# Miralax Worked, but Questions



## ABNormal (May 24, 2006)

I was reading posts yesterday because I've had a tough couple weeks. I saw several posts about Miralax and, although I resisted it before, I thought it was worth a try. I did as *Lorilou* said and took it with MOM. Well, I had 3 BM's this morning. Stool was watery, but I don't care.Here are my questions:1. If you use Miralax, do you take it every day?2. How long have you been using it? I'm concerned that it will stop working as so many other products have. 3. There are so many warnings on the bottle: for occasional use, and do not use more than 7 days??4. Has anyone used it without MOM and had results?Thanks for any info.


----------



## lorilou (May 9, 2003)

been using it for several years- not changing effectivenss- all laxatives say to use for brief periods- wouldnt let tht concern you. miralax is safe and the pharmacist said MOM is one the safest- she recommened it for my son, 9, who takes meds that constipate. hope this helpsLori


----------



## ABNormal (May 24, 2006)

*Lorilou,* Thanks for the response. I didn't know that Miralax existed till late last year. That's interesting. Do you take it every day with MOM? I was thinking of taking it every day and every other day with MOM.I was also reading other posts about not using cascara sagrada for too long a period. I've used that for years in different formulations and the problem is that it really doesn't work anymore.







I'd still be interested in others' opinions about Miralax.


----------



## Jkristina (Feb 27, 2008)

I was told to use this becasue i didnt poop but once every two weeks. Yeah, it was not fun. i started taking this every day for several months. Maybe 2 months. It worked but i had side effects that no one told me about so i hope i can help you. Even though this stuff saved my life it still was a pain. Since this is a stool softner you need to understand that you will be going a lot more than normal. The more you take it the more you go. It got to the point where i was going 3 times a day. I only eat 1000 calories so i was pooping everything. This really helped clear me out. Once i relized this was not helping the bloating i stopped it. I had the same questions and concerns you posted. Would this work when i am off..what if the C comes back...How safe is it? What happens is your GI becomes so lubricated (put some of the miralax between your fingers...you can feel how silky it is) that everything goes through you. This will cause bloating because everything is working so fast. So now you have to make your intestines work without the miralax. I started to eat some oatmeal in the AM and drink coffee.
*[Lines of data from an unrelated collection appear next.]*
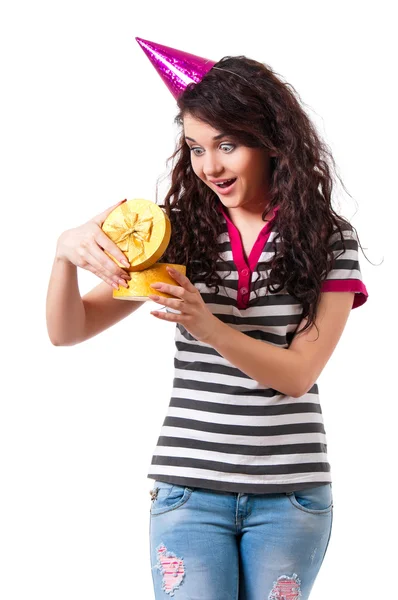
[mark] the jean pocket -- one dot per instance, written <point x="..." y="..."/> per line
<point x="168" y="496"/>
<point x="316" y="500"/>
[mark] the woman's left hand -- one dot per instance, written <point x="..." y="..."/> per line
<point x="195" y="316"/>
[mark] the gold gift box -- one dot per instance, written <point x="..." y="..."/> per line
<point x="142" y="231"/>
<point x="140" y="282"/>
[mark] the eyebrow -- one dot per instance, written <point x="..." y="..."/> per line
<point x="216" y="137"/>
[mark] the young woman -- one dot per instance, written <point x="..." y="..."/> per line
<point x="242" y="500"/>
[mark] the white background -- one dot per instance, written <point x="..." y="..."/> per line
<point x="86" y="122"/>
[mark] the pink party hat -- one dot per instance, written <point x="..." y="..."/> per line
<point x="176" y="68"/>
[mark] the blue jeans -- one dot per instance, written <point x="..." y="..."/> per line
<point x="208" y="545"/>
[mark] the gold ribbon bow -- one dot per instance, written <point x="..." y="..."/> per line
<point x="130" y="232"/>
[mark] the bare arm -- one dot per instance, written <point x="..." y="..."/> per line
<point x="72" y="319"/>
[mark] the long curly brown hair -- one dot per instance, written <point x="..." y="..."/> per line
<point x="246" y="99"/>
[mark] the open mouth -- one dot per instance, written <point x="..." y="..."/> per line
<point x="226" y="184"/>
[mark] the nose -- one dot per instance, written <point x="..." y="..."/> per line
<point x="212" y="165"/>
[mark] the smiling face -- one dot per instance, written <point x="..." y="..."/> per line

The heat (and fiber in the coffee) allowed me to go without feeling bloated. This will work but you cant depend on it. You have to train your intestines to work on thier own. I recommend using this in the AM on an empty stomach. Again, this is only preparing your bowels to work on thier own. if you want to go in the morning then do this. Once you stop using the miralax you can drink coffee and that will work. Some med professionals would disagree with me but i really dont care. I mean, if doctors were so great than this site wouldnt be here...Neither would you, right!?Good luck!


----------



## ABNormal (May 24, 2006)

Thanks, *JKristina* I'm going to keep using it because it sure helped me after the last couple weeks which were not so good. Even enemas weren't working well and that can be very frustrating. "Some med professionals would disagree with me but i really dont care. I mean, if doctors were so great than this site wouldnt be here...Neither would you, right!?" --







That just made me laugh. When I think about some of the doctors over the years who told me 1) just use laxatives like Dulcolax and Exlax (got addicted and they stopped working) or 2) just increase fiber--made me WORSE. 3) Drink more water--believe this is good any way, but I drink 8 glasses a day.I don't think I'll ever be the type that can eat oatmeal and drink coffee and will have a normal BM. I like this as a breakfast already. I've been IBS-C for 34 years. I took it with MOM, so I was wondering about not taking the MOM. Lorilou mentioned taking them together.If it keeps working, I'll be a happy camper.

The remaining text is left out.